HTTP Parameter Pollution

medium Web Application Scanning Plugin ID 113230

Synopsis

Description

An HTTP Parameter Pollution (HTTP) exploits the possibility of including several parameters with the same name in an HTTP request or by including a new encoded parameter. Depending on the web server, its parameters will be parsed in a different way (i.e. parsing only the first/last occurrence of the parameter or concatenating all occurrences into a field or array). This can create unexpected behavior on both the client side and the server side of the application by example, tricking the first server or if the parameters are then passed to a second server which will parse it in a different way.

By exploiting these effects, an attacker may be able to bypass input validation, trigger application errors, or change the values of internal variables.
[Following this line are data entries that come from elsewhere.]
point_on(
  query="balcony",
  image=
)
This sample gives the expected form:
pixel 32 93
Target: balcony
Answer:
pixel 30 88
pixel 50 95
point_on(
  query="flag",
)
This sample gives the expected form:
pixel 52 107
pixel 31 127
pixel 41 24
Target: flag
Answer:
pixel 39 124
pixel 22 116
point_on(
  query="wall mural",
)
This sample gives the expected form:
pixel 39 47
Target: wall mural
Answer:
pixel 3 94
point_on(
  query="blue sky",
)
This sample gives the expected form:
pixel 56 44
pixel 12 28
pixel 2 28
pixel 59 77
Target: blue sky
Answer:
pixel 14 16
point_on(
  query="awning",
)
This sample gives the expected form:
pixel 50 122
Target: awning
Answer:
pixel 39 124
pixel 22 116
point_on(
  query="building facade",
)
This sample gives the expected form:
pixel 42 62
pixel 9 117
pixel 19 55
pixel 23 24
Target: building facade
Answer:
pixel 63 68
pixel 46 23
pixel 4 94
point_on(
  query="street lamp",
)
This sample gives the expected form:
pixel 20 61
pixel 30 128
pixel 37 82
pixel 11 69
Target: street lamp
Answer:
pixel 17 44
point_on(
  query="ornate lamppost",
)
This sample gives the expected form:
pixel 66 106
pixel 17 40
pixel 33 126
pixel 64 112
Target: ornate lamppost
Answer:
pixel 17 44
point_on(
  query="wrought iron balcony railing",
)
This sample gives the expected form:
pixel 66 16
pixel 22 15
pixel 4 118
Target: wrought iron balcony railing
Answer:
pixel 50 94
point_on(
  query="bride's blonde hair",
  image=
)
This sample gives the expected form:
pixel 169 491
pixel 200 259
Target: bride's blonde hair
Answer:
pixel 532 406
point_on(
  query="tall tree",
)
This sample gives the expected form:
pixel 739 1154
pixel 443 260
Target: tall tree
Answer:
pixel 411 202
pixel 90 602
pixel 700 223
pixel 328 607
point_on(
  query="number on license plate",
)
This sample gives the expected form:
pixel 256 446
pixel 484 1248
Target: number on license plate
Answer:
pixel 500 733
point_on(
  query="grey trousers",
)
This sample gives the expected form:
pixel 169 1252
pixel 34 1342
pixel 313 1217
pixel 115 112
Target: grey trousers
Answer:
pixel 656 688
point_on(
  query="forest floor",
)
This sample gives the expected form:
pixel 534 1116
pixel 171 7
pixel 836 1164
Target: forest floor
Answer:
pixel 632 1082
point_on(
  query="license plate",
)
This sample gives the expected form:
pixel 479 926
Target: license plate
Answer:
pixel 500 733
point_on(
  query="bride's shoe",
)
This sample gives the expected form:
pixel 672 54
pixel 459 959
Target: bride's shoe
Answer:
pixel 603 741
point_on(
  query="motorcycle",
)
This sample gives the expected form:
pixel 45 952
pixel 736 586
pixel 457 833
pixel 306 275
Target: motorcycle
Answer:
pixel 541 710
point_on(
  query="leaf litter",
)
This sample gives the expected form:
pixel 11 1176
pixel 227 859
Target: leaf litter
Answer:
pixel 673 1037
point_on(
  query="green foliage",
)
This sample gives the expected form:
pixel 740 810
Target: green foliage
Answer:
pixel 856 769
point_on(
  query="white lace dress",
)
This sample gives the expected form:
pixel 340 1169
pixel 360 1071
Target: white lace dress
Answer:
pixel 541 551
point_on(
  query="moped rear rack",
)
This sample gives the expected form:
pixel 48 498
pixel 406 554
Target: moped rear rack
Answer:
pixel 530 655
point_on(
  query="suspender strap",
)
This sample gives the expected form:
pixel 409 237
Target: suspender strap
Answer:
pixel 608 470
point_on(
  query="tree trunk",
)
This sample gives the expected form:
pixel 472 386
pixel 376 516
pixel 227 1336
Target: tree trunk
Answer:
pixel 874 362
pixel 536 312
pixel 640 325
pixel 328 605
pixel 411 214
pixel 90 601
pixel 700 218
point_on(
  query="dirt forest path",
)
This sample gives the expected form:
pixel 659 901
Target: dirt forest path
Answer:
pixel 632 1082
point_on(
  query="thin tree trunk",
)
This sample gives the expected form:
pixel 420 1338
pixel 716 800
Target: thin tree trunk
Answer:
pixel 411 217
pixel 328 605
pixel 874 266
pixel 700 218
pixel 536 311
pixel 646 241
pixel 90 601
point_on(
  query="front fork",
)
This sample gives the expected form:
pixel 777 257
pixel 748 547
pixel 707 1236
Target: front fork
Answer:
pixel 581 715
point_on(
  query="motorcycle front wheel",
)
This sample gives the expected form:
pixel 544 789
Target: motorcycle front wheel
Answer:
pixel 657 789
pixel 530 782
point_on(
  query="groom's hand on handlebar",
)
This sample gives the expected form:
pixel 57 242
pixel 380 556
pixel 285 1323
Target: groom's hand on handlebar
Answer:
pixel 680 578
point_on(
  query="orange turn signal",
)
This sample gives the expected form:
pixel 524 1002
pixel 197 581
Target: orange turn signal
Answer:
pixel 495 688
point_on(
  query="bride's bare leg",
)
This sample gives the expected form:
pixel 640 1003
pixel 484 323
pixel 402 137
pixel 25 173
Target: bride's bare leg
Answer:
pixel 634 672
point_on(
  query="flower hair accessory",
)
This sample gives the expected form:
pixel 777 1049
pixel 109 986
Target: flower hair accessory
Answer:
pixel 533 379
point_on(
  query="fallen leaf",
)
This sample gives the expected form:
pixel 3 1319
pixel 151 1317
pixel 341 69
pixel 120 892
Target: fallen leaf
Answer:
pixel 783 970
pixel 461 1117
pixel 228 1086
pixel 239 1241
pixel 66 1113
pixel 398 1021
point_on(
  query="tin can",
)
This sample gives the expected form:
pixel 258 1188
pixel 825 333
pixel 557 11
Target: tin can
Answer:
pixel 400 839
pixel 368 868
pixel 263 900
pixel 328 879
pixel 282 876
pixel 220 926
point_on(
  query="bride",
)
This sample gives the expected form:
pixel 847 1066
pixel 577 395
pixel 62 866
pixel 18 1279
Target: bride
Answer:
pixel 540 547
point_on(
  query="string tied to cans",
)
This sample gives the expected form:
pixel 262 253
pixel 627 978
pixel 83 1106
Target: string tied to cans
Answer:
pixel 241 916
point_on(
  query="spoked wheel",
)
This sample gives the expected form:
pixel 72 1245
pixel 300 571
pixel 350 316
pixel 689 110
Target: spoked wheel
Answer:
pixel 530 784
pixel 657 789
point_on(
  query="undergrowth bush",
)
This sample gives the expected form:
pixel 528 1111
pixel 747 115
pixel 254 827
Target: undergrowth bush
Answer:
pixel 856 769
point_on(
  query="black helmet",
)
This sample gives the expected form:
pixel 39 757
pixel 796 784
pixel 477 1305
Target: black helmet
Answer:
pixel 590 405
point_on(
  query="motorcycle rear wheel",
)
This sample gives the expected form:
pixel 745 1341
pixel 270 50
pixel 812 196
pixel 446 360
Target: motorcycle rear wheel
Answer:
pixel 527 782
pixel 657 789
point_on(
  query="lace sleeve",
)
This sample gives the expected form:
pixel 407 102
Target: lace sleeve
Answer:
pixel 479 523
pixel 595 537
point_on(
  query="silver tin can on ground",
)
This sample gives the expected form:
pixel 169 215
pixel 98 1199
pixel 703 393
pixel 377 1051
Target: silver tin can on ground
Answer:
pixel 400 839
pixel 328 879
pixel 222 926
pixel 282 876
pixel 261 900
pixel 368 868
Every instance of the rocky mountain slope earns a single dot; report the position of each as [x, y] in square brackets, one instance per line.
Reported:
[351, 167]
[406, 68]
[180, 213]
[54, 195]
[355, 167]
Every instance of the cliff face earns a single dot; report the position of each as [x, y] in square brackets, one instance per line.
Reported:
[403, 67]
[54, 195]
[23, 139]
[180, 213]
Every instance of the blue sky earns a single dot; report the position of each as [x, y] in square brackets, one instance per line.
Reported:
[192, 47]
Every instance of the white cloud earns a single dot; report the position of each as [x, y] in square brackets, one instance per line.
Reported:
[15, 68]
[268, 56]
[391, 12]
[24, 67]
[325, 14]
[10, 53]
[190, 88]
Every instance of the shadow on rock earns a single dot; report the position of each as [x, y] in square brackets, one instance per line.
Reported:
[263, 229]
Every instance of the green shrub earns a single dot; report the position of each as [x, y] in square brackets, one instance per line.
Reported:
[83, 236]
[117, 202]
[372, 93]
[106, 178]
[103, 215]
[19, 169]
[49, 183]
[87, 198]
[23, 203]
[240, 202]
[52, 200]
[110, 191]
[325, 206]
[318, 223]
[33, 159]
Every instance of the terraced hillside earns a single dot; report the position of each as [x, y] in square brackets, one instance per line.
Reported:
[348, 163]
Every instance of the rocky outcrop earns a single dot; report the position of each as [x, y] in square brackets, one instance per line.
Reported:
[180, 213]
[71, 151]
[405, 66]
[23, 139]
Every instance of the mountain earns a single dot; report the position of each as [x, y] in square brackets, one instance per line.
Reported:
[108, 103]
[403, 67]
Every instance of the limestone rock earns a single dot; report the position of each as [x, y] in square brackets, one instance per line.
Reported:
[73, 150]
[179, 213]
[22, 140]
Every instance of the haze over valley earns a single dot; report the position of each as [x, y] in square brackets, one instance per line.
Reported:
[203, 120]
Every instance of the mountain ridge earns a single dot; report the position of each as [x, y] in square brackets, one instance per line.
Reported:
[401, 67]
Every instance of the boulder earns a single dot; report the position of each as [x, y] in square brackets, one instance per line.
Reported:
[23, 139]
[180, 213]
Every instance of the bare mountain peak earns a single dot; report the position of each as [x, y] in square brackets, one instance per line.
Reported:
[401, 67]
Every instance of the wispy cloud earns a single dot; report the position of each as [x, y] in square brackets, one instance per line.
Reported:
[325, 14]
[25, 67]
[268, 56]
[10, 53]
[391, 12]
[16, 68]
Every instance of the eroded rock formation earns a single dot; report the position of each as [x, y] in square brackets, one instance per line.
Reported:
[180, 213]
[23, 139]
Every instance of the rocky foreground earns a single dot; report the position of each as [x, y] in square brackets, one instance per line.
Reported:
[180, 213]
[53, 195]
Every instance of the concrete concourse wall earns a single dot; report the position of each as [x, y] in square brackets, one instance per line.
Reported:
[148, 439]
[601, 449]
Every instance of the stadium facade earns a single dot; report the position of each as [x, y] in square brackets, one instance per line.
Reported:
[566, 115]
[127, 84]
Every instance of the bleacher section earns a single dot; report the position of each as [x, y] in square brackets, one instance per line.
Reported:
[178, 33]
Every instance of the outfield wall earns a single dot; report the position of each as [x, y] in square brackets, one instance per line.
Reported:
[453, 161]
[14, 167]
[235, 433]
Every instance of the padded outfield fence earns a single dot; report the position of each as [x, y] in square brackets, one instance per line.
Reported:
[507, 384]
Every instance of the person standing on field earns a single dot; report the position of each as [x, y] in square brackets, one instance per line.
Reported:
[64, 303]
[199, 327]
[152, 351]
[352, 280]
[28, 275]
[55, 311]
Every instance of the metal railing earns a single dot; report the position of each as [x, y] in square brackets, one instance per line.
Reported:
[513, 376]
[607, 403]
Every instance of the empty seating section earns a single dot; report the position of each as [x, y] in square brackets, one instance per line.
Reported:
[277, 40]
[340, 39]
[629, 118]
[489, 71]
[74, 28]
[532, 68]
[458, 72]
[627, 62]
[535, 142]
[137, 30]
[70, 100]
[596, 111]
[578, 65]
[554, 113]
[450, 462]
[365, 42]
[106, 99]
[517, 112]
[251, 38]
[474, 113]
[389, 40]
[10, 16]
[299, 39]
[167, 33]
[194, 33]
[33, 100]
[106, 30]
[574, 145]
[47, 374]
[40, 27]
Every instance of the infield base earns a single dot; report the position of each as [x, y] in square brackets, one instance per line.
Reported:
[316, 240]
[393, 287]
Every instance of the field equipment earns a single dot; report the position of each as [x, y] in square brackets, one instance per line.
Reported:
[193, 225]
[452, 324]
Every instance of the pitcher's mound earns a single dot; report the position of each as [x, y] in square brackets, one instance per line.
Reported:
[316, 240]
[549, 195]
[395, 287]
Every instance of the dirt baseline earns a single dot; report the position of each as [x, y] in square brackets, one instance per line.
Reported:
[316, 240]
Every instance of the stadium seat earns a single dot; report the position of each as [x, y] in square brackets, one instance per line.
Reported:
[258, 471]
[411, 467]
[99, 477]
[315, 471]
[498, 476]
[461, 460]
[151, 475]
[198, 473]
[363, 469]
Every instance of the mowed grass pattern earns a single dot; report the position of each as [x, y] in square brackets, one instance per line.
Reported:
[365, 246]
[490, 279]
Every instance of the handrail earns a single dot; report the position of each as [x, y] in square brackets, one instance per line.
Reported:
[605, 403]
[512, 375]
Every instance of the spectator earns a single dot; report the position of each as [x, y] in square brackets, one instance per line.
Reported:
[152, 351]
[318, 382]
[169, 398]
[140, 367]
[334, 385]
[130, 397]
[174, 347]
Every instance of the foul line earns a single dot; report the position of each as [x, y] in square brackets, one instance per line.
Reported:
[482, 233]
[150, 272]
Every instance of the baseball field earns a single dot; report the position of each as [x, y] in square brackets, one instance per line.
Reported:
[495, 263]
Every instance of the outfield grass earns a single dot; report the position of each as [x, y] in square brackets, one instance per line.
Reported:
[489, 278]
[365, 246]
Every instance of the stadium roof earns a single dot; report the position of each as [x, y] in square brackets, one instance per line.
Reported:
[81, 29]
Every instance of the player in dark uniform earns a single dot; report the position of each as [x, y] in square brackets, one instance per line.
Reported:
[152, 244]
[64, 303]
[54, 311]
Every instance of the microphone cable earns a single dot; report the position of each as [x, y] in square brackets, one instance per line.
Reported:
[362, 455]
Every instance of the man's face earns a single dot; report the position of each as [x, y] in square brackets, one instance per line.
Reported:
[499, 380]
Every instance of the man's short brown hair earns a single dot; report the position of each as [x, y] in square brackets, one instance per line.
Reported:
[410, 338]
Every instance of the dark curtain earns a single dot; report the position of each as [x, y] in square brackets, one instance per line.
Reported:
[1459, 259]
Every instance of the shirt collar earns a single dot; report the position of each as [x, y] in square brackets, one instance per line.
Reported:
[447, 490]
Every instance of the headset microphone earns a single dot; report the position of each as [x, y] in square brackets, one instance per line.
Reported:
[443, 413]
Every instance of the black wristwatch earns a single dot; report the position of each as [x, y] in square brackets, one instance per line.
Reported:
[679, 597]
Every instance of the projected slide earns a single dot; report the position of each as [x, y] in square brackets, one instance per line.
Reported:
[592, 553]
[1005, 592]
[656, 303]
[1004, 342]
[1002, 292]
As HTTP Parameter Pollution (abbreviated as HPP) affects a building block of all web technologies, both server-side and client-side attacks exist.

Solution

The mitigation mainly depends on the application purpose and design but it is generally recommended to apply the defense in depth principle and enforce controls.
In the application, it is necessary not to rely on user inputs and to URL encode them before including them in inputs. Strict regular expressions can be used.
A specificity of HTTP Parameter Pollution is that it is necessary to take into account how the backend(s) process(s) multiple occurrences, as filtering at point A may not work at point B which will process the input in another way.